Саруман проворчал недовольно:
– Пролетариат уже брал в свои натруженные.
– Да ладно, – возразил Фальстаф, – я еще черных полковников застал! Военные брали власть чаще пролетариата. И успешнее, пусть и на какое-то время. Да не на Франко киваю, Сулла показал пример раньше!.. Удачно? Удачно. И на пользу обществу. А Наполеон?.. Но тогда не было сословия ученых, а теперь настоящая ценность в обществе – мы. И должна быть единственной силой. Да только по старинке кланяемся вельможам, выпрашиваем разрешение работать. Нас бы только кормили, и мы уже счастливы.
Я напомнил:
– Некоторые уже сами себя и других кормят. Гугел, Майкрософт, АйбиЭм, Тесла и прочие титаны, что наконец-то расправляют плечи.
Фальстаф вскинулся, глаза заблестели.
– Вот-вот!.. Но еще не осознали, что мы и есть сила. Править и устанавливать законы должны умные и грамотные, а не хитрованы, пролезшие каким-то образом во власть.
Саруман сказал с осуждением:
– Двое поджигателей, с кем я только общаюсь? У нашей верхушки, если на то пошло, достаточно высокий уровень ай-кью. Не у всякого лауреата нобелевской…
– Смотря на что их ай-кью направлен, – возразил Фальстаф, – они мастера интриг и подковерной борьбы, а мы со своими докторскими абсолютно беспомощны в таких схватках. Так что не надо про их ай-кью. Для меня простой слесарь, пусть даже с ай-кью вполовину ниже, важнее такого хитрована. Он деталь для самолета вытачивает, а не планирует, как умело оторвать от бюджета еще пару миллионов долларов себе на виллу во Флориде! Кто для общества важнее?

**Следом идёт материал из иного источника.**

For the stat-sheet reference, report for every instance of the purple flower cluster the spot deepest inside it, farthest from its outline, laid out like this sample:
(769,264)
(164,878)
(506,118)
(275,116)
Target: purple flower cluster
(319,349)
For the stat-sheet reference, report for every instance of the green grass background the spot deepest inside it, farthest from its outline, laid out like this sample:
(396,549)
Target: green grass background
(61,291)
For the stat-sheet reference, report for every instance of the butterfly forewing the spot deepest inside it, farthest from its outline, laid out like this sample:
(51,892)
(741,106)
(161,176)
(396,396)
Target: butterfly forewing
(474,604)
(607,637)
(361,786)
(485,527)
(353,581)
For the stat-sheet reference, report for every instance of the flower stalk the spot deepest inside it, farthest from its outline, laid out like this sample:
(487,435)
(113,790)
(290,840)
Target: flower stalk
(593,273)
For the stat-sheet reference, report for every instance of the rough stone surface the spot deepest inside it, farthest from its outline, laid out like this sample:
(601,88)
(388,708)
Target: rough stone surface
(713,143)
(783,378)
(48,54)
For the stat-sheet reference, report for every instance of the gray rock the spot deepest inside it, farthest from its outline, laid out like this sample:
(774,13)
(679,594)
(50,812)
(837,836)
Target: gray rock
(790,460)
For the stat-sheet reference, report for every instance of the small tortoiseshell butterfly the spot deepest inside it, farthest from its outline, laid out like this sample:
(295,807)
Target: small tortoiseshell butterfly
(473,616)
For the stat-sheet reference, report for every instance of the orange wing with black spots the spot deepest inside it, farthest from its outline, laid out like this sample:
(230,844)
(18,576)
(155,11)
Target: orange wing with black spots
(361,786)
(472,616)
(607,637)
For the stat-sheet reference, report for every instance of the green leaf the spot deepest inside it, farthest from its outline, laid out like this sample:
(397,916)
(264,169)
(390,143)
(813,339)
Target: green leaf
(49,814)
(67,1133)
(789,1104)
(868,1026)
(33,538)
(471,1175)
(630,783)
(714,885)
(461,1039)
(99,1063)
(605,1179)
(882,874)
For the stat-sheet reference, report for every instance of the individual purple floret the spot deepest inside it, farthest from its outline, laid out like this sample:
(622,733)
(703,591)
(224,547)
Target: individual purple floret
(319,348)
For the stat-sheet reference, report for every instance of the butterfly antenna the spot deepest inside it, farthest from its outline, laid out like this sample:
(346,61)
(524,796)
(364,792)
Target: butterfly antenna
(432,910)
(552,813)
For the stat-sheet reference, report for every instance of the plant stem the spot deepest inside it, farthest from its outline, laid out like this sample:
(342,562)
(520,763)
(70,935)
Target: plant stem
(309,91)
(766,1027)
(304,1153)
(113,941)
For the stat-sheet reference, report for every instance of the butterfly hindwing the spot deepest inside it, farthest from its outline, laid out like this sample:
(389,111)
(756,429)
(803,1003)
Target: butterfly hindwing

Я молчал, посматривал то на одного, то на другого. Прекрасные сотрудники и даже дружбаны, с такими можно женами делиться, если бы те у нас были. Всегда во всех решениях и делах у нас консенсус, но, чувствую, с момента перехода в цифровую форму то ли все больше отдаляюсь, то ли мое очищенное сознание начинает работать четче и направленнее… как бы это сказать, на выживание человеческого вида. На способствование этому выживанию, сейчас мы в опасной ситуации, как вид.

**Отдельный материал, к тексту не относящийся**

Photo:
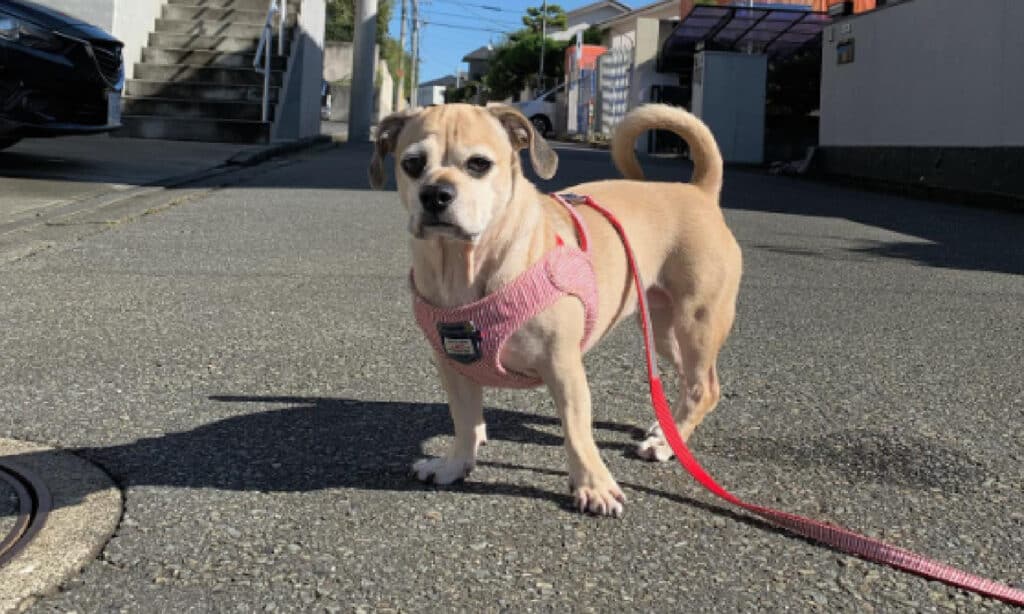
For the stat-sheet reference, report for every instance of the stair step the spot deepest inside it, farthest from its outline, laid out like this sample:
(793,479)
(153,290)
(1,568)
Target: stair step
(199,91)
(175,128)
(206,13)
(202,57)
(206,75)
(194,108)
(209,28)
(261,5)
(209,43)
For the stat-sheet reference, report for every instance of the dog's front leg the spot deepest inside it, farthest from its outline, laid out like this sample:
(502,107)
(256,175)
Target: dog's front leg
(466,406)
(593,487)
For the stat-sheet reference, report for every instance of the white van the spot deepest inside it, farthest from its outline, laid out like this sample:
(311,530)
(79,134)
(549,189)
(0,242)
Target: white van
(541,110)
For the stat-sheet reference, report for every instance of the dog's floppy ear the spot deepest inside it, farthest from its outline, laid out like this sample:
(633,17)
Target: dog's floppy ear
(522,135)
(386,141)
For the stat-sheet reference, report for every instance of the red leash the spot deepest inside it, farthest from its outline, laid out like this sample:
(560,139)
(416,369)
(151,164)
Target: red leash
(829,534)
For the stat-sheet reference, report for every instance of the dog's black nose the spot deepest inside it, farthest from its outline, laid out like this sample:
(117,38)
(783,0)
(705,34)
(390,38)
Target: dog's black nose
(437,196)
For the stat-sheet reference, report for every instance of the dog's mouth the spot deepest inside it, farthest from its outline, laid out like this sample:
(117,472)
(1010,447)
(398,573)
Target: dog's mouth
(437,227)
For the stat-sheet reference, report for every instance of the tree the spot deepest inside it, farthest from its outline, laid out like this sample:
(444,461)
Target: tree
(340,28)
(516,61)
(556,18)
(341,19)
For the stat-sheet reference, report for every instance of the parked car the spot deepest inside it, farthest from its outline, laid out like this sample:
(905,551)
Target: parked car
(58,75)
(541,110)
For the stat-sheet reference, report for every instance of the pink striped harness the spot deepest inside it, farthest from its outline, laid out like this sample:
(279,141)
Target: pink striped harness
(471,337)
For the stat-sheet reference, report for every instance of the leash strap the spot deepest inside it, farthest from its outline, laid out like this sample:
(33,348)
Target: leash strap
(829,534)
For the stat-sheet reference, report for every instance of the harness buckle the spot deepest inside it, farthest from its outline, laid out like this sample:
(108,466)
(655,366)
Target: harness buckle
(461,341)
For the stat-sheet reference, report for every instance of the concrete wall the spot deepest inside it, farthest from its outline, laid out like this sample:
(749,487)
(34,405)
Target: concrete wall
(430,94)
(729,96)
(129,20)
(338,61)
(645,75)
(936,73)
(298,115)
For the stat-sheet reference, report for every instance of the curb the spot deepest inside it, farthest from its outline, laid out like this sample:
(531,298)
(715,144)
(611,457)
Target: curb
(86,510)
(251,158)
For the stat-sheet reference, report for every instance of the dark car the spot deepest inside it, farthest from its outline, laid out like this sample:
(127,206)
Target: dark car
(57,75)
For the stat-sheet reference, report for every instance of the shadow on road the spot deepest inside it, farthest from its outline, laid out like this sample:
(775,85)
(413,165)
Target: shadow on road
(323,443)
(944,235)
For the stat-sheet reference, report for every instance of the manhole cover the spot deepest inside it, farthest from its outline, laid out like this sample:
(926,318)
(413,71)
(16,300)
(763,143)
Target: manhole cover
(25,502)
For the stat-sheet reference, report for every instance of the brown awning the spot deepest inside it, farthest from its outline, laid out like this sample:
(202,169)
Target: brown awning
(764,29)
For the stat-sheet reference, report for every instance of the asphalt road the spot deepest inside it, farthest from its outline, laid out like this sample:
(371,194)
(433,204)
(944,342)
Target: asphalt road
(40,174)
(246,366)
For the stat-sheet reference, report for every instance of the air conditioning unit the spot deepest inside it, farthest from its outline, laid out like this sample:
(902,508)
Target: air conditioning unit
(840,9)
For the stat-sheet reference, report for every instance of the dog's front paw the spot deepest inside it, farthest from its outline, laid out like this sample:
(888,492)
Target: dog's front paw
(602,497)
(654,447)
(442,471)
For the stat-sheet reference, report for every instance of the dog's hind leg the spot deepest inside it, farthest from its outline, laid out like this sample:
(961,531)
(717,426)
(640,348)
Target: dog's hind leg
(663,323)
(466,406)
(699,335)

– Ладно, – сказал я, – будем посмотреть, что дальше. Я ж не говорю, что надо проводить проскрипцию, как делал Сулла!.. Но иногда и в каких-то пределах… Иногда такие случаи сами лезут под руку. Да только власти у нас нет.
Фальстаф кивнул, всегда был малость радикалом, но Саруман нахмурился, сказал предостерегающе:
– Большое зло начинается с малого.
– Надо брать власть, – сказал Фальстаф бодро. – На следующих выборах выдвинусь на пост президента.
– А есть предвыборная программа? – спросил Саруман с иронией. – Без нее даже заявку не примут.
– Есть, – ответил Фальстаф торжественно. – Из одного-единственного пункта! Все равно простой народ дальше не читает. А так даже самый простой и ленивый ухватит и запомнит. Потому и проголосует за меня.
– Ну-ну?
Фальстаф взглянул на нас, понизил голос:
– Разрешу в поединках ММА и прочих боях без правил соперникам не только разбивать в кровь морды, но калечить и даже убивать. Как и было раньше в старое прекрасное время гладиаторства! А потом продвину это правило и для футболистов-хоккеистов. Чуть что – в хлебало. Не так посмотрел – в рыло. Перебежал дорогу – разбить ряху!
Саруман взглянул на него исподлобья, поморщился, но сказал с тяжелым сарказмом:
– Поймал, поймал волну… Знаешь, простой народ отдаст за тебя голоса. Вангую победу в восемьдесят-девяносто процентов! Берлог, что скажешь?
Я сказал с тоской:
– Народ звереет все больше. В поединках ММА крови все больше, римские гладиаторы столько не проливали. Так что да, простой народ голоса отдаст. Но чтобы те голоса не растерять, придется озвереть и самому. И обрасти шерстью. За таким президентом пойдут, даже не спрашивая, куда приведешь.
Фальстаф набундючился, спросил с неудовольствием:
– Думаете, не сумел бы повернуть это стадо?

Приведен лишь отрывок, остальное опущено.